My scent is doing something. I can feel it—the lime zest coming back in a way it hasn't in eighteen months, sharp and present, the specific note that surfaces when something has genuinely surprised me and my body is deciding what to make of it. The honey-and-vanilla warming underneath it. I am sitting in a hotel living room with an ex-masquerade Alpha's hand having just brushed my face and two more men orbiting the situation with complete normalcy, and for the first time since I can clearly remember?—
I dare to think that maybe the next twenty days will prove to me what it's like to be in a good pack.
CHAPTER 21
Lucky Charm Goes Shopping
~MILA~
"The registry wait in the city is two weeks minimum," Rowan says from somewhere outside the curtain. "Oakridge has the same backlog. But there's a town forty minutes east that had a cancellation—we secured an appointment for this afternoon."
I hear the information. I'm not fully processing it, because I'm standing in a small dress shop changing room looking at myself in a three-panel mirror and having a minor internal reckoning.
The dress is white.
White with layers—the base a fitted sheath and then layers of lightweight yellow organza over it, each one catching the light differently as I shift, giving the whole thing a kind of soft, luminous movement that doesn't photograph the way it looks in person. White flowers embroidered at the neckline and the hem, small and precise, the kind of detail that only registers up close. The wedges the shop owner suggested are the braided rope variety—comfortable, which matters more than anything rightnow given I've been in bar-shift shoes for the last eighteen hours of my life.
My hair.
The champagne blonde catches the changing room light in a way that makes the whole look cohere—the warm tone of the hair against the white, the yellow of the layers pulling it together in a way that a brunette version of this dress wouldn't achieve. Elowen knew. She always knows.

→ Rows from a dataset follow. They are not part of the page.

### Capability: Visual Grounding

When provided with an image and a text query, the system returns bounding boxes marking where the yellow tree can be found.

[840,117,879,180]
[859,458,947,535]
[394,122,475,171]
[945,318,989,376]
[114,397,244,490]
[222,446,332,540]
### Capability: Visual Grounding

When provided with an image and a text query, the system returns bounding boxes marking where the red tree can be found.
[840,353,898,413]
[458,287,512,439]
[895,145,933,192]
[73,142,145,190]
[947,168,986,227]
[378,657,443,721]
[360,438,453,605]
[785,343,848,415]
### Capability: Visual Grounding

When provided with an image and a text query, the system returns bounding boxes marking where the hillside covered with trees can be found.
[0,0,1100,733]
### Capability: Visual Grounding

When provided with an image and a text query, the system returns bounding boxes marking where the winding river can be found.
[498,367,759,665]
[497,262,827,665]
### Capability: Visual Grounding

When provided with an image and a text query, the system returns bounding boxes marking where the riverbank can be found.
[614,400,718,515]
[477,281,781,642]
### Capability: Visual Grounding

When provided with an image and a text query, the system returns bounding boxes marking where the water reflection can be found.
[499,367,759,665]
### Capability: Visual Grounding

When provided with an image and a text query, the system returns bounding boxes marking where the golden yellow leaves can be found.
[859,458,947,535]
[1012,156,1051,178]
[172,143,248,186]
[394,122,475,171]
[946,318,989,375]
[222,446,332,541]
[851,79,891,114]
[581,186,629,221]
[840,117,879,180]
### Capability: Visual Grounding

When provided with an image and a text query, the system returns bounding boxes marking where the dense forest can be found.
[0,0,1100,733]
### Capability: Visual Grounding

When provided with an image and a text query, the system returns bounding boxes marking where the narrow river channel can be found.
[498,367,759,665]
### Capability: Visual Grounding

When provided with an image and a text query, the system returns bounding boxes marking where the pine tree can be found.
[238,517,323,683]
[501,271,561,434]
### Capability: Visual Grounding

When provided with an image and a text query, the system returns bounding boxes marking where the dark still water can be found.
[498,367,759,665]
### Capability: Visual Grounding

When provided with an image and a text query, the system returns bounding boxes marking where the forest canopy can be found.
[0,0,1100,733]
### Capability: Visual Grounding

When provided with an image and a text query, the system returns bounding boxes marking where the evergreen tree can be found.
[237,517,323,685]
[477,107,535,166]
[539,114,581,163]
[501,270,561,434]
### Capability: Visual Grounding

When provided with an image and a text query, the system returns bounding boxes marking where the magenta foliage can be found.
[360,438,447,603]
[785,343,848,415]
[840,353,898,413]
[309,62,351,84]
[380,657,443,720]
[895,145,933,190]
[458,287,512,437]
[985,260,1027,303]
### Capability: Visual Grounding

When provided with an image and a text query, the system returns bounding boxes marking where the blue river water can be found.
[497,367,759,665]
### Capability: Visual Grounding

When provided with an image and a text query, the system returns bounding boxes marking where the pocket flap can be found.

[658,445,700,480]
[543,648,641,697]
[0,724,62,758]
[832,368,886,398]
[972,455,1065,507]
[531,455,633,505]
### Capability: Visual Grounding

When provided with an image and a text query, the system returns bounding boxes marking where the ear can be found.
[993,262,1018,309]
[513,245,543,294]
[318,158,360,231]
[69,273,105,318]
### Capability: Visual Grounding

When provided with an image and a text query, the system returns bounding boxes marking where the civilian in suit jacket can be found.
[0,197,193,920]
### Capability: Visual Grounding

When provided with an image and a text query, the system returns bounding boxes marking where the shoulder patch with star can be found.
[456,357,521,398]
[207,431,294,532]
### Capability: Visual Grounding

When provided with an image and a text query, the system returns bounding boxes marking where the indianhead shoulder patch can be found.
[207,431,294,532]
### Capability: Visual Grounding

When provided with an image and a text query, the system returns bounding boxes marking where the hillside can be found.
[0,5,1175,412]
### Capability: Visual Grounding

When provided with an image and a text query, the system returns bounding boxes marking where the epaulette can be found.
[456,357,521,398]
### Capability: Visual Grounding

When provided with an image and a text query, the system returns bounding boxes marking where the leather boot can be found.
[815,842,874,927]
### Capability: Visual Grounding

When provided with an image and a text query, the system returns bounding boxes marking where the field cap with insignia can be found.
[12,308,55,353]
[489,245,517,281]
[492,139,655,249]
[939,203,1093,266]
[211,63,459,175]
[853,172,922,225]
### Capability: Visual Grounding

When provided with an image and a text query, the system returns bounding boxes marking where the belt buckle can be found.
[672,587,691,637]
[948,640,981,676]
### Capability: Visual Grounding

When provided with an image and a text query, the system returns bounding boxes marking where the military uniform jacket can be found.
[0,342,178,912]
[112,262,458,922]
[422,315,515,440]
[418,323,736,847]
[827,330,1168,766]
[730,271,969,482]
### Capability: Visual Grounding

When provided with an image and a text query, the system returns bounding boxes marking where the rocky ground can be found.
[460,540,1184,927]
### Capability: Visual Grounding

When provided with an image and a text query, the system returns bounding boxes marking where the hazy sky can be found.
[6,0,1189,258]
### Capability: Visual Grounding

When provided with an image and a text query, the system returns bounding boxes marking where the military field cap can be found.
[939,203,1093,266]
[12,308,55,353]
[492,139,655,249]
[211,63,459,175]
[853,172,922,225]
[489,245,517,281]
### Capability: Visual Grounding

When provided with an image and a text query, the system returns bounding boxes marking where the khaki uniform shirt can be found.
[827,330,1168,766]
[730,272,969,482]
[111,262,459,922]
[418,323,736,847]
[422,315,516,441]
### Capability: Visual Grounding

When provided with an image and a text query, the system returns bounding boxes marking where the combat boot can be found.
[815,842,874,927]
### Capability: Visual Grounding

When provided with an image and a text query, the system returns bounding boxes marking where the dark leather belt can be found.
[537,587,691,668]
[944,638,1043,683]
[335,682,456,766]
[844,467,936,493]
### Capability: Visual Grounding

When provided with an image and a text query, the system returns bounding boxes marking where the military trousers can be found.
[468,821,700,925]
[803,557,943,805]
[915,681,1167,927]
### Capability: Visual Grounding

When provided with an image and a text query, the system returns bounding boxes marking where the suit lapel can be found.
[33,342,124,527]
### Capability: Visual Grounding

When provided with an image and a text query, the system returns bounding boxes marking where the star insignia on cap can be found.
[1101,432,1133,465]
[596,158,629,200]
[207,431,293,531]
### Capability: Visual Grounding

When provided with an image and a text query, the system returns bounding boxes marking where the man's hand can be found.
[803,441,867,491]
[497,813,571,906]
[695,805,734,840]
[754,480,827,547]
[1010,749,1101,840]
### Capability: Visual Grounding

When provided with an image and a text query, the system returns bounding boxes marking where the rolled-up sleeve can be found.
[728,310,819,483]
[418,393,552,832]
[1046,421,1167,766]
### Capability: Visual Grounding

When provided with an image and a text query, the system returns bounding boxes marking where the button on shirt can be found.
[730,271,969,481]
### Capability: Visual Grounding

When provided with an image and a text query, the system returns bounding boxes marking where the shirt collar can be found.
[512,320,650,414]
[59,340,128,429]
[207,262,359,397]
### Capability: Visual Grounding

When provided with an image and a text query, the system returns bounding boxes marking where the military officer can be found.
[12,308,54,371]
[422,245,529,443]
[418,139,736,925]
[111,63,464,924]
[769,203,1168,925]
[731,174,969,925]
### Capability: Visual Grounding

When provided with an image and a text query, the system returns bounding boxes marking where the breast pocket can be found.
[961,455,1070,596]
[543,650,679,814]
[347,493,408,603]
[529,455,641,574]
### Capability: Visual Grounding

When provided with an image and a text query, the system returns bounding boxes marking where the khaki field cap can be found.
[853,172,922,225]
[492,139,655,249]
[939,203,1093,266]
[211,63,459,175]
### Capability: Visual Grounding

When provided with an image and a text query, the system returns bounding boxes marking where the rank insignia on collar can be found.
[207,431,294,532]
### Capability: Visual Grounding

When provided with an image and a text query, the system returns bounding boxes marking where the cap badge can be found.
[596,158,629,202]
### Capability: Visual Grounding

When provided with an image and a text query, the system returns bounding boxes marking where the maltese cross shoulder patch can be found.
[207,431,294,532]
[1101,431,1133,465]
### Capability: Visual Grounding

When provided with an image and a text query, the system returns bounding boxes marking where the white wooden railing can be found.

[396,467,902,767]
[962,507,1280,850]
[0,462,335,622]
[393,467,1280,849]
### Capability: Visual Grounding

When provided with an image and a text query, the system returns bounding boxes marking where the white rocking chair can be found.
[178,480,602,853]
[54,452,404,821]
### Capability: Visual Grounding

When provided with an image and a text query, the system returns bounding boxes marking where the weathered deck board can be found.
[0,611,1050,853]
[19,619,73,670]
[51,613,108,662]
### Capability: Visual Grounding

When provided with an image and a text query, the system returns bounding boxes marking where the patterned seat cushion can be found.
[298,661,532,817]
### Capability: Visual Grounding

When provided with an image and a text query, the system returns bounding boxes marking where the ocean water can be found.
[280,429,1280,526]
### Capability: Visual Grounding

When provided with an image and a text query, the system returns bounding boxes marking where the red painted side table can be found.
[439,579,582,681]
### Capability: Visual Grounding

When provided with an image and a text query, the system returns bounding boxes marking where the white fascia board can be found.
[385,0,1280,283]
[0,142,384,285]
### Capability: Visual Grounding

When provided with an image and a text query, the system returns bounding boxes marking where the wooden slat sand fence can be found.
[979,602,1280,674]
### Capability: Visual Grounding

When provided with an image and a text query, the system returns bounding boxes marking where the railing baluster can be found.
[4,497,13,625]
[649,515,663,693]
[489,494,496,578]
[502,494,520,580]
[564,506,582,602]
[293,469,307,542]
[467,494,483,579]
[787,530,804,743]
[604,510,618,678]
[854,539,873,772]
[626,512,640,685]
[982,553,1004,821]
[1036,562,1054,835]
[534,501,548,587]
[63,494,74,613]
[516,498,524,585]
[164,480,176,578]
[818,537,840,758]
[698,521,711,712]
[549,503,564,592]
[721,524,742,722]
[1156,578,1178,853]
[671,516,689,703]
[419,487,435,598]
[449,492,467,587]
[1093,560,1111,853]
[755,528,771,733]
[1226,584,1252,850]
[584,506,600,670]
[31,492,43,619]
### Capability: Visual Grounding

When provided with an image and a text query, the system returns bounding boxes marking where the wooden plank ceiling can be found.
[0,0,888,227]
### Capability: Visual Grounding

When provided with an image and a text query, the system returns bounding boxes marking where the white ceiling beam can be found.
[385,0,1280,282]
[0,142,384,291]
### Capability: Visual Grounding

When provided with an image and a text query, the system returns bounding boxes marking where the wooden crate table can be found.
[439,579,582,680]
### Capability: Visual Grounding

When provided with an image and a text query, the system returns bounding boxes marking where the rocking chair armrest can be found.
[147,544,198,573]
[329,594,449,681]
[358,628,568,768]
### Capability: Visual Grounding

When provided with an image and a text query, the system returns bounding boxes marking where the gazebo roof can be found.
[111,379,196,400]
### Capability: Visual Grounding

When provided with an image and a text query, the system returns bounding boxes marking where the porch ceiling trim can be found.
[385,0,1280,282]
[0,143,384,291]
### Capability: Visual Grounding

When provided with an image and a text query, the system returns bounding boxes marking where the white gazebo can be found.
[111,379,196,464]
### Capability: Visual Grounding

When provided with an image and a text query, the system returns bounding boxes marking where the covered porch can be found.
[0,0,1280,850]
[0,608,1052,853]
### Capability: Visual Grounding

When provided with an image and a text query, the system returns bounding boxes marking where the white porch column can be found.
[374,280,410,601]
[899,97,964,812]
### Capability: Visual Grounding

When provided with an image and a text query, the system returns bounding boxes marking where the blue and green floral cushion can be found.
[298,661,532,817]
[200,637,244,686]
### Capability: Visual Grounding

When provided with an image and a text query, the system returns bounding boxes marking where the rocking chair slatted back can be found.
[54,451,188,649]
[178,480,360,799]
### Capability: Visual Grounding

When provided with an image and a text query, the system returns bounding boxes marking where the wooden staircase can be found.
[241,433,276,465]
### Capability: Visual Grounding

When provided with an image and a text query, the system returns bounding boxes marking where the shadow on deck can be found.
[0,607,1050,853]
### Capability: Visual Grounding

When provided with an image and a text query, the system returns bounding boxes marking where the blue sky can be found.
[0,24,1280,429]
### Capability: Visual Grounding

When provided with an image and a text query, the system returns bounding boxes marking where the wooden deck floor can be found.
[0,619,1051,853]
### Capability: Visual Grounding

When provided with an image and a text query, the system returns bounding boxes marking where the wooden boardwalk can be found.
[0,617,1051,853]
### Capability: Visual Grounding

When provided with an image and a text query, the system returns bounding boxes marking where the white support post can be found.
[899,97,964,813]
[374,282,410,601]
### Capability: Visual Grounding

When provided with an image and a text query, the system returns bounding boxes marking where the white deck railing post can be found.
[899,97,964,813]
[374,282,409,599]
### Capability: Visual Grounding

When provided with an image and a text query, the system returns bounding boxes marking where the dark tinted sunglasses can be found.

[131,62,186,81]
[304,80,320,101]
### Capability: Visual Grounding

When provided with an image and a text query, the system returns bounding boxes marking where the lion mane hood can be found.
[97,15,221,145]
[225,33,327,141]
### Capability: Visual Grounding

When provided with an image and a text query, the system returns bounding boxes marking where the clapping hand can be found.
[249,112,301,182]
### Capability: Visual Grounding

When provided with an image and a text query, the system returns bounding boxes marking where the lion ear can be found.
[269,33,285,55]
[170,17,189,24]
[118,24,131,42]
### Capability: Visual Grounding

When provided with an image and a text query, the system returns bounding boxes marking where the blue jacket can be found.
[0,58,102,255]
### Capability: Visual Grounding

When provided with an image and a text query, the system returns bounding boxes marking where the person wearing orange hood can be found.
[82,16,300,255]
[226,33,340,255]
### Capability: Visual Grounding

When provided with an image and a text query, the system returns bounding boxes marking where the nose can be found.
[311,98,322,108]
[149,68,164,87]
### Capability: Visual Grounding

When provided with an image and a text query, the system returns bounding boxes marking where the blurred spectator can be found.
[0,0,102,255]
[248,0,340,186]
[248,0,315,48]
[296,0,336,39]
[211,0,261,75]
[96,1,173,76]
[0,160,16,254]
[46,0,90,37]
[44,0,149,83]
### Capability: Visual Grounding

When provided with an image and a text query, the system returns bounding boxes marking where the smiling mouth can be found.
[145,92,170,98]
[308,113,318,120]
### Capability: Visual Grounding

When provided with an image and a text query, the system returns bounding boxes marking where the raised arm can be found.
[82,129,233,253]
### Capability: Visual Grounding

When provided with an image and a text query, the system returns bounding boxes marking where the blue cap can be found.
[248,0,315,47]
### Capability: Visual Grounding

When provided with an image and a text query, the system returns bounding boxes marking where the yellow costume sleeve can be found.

I argued with her for two hours about the dye and she delivered something that is now, in this specific moment, working more architectural weight than I gave it credit for.
I press my lips together.
I look feminine.
Not in the way of someone performing femininity for an occasion—not the masquerade version, where the gown and the mask and the whole production were Elowen's vision executed correctly. This is something quieter. The dress is light enough that I'm not managing it, not negotiating with the skirt or calculating the physics of movement. It simply moves when I do, and the effect is?—
When did I forget this was something I could wear?
The pack years. That's the honest answer. Three years of calibrating myself to what Dante and Kieran and Seb needed me to be in whatever room we were occupying, and the gradual erosion of anything that didn't serve the function. Dresses were performance. Femininity was a tool deployed strategically. By the time they left, I'd been in bar-shift jeans and functional jackets for so long that I'd stopped thinking of this category of clothing as something that belonged to me at all.